MobileBert benchmarks:

Before:
```
------------------------------------------------------------------------------------
Benchmark                                          Time             CPU   Iterations
------------------------------------------------------------------------------------
BM_serving_default/process_time/real_time        907 ms          905 ms            1
```

After:
```
------------------------------------------------------------------------------------
Benchmark                                          Time             CPU   Iterations
------------------------------------------------------------------------------------
BM_serving_default/process_time/real_time        819 ms          815 ms            1
```
diff --git a/iree/compiler/Conversion/LLVMToLLVM/BUILD b/iree/compiler/Conversion/LLVMToLLVM/BUILD
new file mode 100644
index 0000000..1656647
--- /dev/null
+++ b/iree/compiler/Conversion/LLVMToLLVM/BUILD
@@ -0,0 +1,36 @@
+# Copyright 2020 Google LLC
+#
+# Licensed under the Apache License, Version 2.0 (the "License");
+# you may not use this file except in compliance with the License.

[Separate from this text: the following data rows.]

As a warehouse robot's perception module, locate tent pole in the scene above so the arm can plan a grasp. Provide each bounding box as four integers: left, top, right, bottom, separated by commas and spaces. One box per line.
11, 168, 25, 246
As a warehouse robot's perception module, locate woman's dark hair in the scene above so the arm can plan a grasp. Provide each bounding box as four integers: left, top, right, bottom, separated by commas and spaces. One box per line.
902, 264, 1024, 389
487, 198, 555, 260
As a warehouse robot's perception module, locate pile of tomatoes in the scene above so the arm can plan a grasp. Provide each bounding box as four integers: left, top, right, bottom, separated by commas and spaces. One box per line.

+# You may obtain a copy of the License at
+#
+#      https://www.apache.org/licenses/LICENSE-2.0
+#
+# Unless required by applicable law or agreed to in writing, software
+# distributed under the License is distributed on an "AS IS" BASIS,
+# WITHOUT WARRANTIES OR CONDITIONS OF ANY KIND, either express or implied.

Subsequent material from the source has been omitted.